Direct production of fatty alcohols from glucose using engineered strains of Yarrowia lipolytica

Abstract

Fatty alcohols are important industrial oleochemicals with broad applications and a growing market. Here, we sought to engineer Yarrowia lipolytica to serve as a renewable source of fatty alcohols (specifically hexadecanol, heptadecanol, octadecanol, and oleyl alcohol) directly from glucose. Through screening four fatty acyl-CoA reductase (FAR) enzyme variants across two engineered background strains, we identified that MhFAR enabled the highest production. Further strain engineering, fed-batch flask cultivation, and extractive fermentation improved the fatty alcohol titer to 1.5 g/L. Scale-up of this strain in a 2L bioreactor led to 5.8 g/L total fatty alcohols at an average yield of 36 mg/g glucose with a maximum productivity of 39 mg/L hr. Finally, we utilized this fatty alcohol reductase to generate a customized fatty alcohol, linolenyl alcohol, from α-linolenic acid. Overall, this work demonstrates Y. lipolytica is a robust chassis for diverse fatty alcohol production and highlights the capacity to obtain high titers and yields from a purely minimal media formulation directly from glucose without the need for complex additives.
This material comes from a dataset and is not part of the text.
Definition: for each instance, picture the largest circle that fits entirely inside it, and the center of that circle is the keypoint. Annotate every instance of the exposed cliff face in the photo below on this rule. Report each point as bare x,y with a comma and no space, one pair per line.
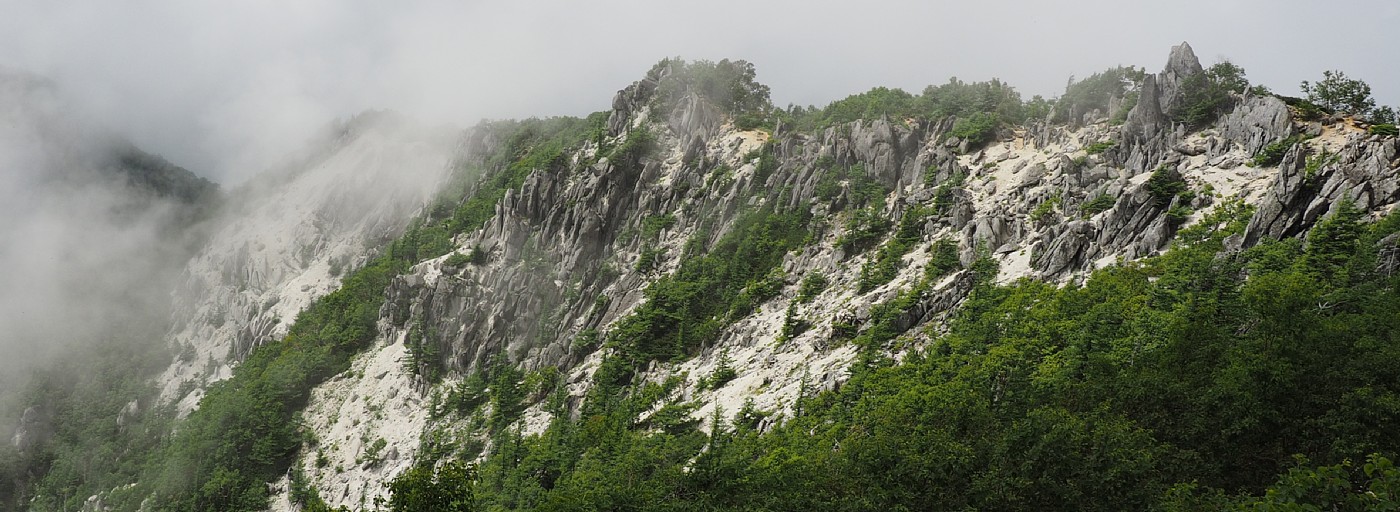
287,238
1045,202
Keywords: Extractive fermentation; Fatty acyl-CoA reductase; Fatty alcohols; Product yield; Yarrowia lipolytica.

Fig. 1

Clonal variation of FAR enzymes expressed in Y. lipolytica strains Po1fpmD and L36DGA1. Each data point represents an individual clone obtained from the random integration transformation of the FAR into (a) Po1fpmD or (b) L36DGA1. This level of variation is expected due to random integrations of the FAR expression cassette used in this approach.

Fig. 2

Total fatty alcohol titer evaluating the impact of second integration of MhFAR enzyme and dodecane overlay. Po1fpmD strains showed no significant differences in total fatty alcohol production across conditions. L36DGA1 based strains shows an improved fatty alcohol profile based on genetics and conditions. Aqueous phase represents the combined intracellular and extracellular fatty alcohols in the water phase. Error bars represent the standard deviation of biological triplicate experiments. Significance is denoted as: *p ​< ​0.05, ***p ​< ​0.005 (tested via two-way ANOVA).

Fig. 3

Fatty acid: Fatty alcohol ratio matrix for strain L36DGA1 2x MhFAR cultured with and without extractive fermentation. The fatty acid to fatty alcohol ratio is maintained between (a) normal fermentation conditions and (b) extractive fermentation with a dodecane overlay. Experimental data represents the average values of a biological triplicate experiment.

Fig. 4

Fatty alcohol yield with multiple integrations and extractive fermentation using YSC media. Yields were calculated directly from glucose due to the use of minimal media. Error bars represent the standard deviation of biological triplicate experiments. Yields do not significantly vary across groups as tested by a two-way ANOVA test.

Fig. 5

Fatty alcohol production and localization using dodecane extraction and/or a glucose pulse. A glucose pulse paired with extractive fermentation leads to highest fatty alcohol production in flasks. Data shown represents final time point tested for this flask fermentation (117 ​h). Aqueous phase represents the combined intracellular and extracellular fatty alcohols in the water phase. Error bars represent the standard deviation of biological triplicate experiments. Significance is denoted as: *p ​< ​0.05, **p ​< ​0.01 (tested via two-way ANOVA).

Fig. 6

Fed-batch bioreactor of strain L36DGA1 2x MhFAR with two glucose pulses, pH 5.0. Controlled bioreactor fermentation data enables 5.8 g/L of fatty alcohol production directly from minimal glucose media. (a) Growth parameters show biomass accumulation paired with a corresponding decrease in measured glucose concentration. Arrows represent the addition of 80 g glucose at 72 and 120 h. (b) Fatty alcohol titer and specific productivity demonstrate high level production over the course of the fermentation with a peak productivity at 5 days. Error bars represent the standard deviation of biological duplicate experiment.